Criminals of any sort. From the petty shoplifters, to the mass murderers, to the politicians.
Not because I feel a great deal of empathy for them, but because it seems that few people feel any for them at all.
I’m not exactly a determinist. I think that people can make choices that can change the future. However, I think it’s a little foolish to judge someone’s actions as if their history didn’t limit those choices. If a person is raised to believe that [insert group here] are hurting your friends and family, and that they aren’t real people, then why would they bother to learn the opposite?
I try (and fail, often) to not judge anyone other than myself. For the most part, I know why I do (or don’t do) things. I know the reason why I didn’t say “thank you” to the bus driver is because I was exhausted, not because I was deliberately trying to be rude, and I judge myself less harshly; I know that the reason I was late is because I got distracted reading again and not because of any circumstances out of my own control, and I judge myself more harshly. With someone else’s actions, I can’t know that.

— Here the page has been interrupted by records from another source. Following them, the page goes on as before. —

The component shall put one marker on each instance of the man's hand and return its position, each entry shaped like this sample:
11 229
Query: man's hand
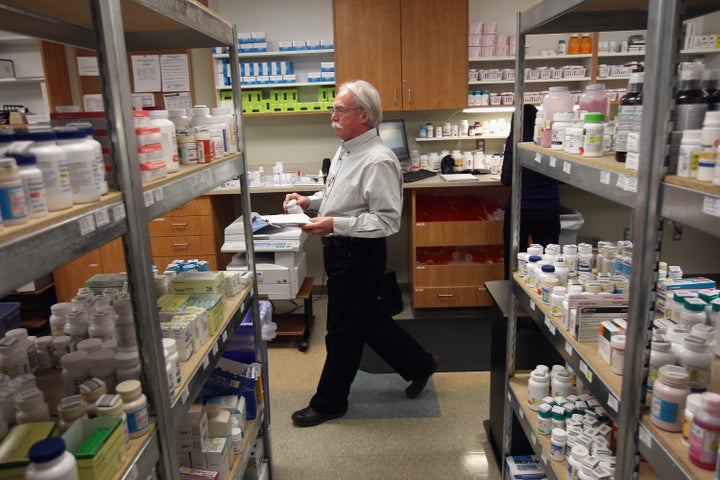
319 226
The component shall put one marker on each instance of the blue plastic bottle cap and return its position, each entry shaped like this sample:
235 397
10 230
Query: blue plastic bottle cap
46 450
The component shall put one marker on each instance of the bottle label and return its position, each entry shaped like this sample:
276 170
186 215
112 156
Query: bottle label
703 444
139 419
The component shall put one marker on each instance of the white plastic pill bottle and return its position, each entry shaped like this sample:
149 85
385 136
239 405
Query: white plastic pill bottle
135 406
50 460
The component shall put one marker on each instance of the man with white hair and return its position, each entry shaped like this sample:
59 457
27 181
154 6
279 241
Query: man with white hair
359 207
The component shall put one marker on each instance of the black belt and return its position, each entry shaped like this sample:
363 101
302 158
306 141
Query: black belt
337 241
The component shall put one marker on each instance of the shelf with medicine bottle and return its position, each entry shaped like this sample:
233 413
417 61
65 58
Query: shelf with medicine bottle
296 79
43 244
653 196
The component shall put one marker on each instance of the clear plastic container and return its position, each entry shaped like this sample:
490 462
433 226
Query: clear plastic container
558 99
52 161
135 406
595 99
31 407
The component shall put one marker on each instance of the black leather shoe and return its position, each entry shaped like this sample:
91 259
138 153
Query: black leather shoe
418 385
307 417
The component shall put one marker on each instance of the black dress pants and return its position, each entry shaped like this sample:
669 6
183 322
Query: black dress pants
355 269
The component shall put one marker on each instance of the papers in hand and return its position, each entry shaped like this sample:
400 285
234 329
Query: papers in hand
287 219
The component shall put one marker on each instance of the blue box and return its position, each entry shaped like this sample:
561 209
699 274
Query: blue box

On my worst days, I am a smug, condescending, pretentious, destructive, intolerant asshole. I don’t have days like that very often, but I’ve had them enough to know that that side of me exists. On the other hand, most days, I’m helpful and friendly to pretty much everyone (or, at least, I try to be; for me, “friendly” means “be pleasant when social contact is unavoidable, avoid social contact if it is polite to do so”). I would not want someone to judge who I am as a person by my worst days, and, for most people, how am I supposed to know if their behaviour is because they’re a bad person, or just having a very bad day/week/month/year?
So, when someone does something horrible, I reflect that this person is human, like I am, and that somewhere in me, there’s version of me that was brought up to believe that sinners are bad people who deserve eternal torture, and that whatever brief suffering I bring to them now means nothing next to that, and, if I have exactly the wrong series of really, really bad days, that part of me might come to the forefront. And that if I don’t want it to happen, that that’s exactly what I have to do: to think of these people as people, and not as “sinners” or “criminals” or any other label that strips them of their humanity.
If someone else chooses to see those people as monsters, then, well, I try not to judge them, either. Their choices have been just as restricted. But I do try to convince them to look at the “monsters” the same way I do. Because maybe there will be a day when they are face-to-face with some of their monsters, and my words will have given them a choice to not become a monster themselves.
On another note, I don’t think that “not having sympathy/empathy” is the right concept. The very concept of schadenfreude is that you do feel the pain that the other person is feeling, you know that they’re hurting, and the sympathetic pain gives you pleasure. But I can’t find a better word or saying or whatever to express the concept that we’re going for here, so I’ll just leave it at that.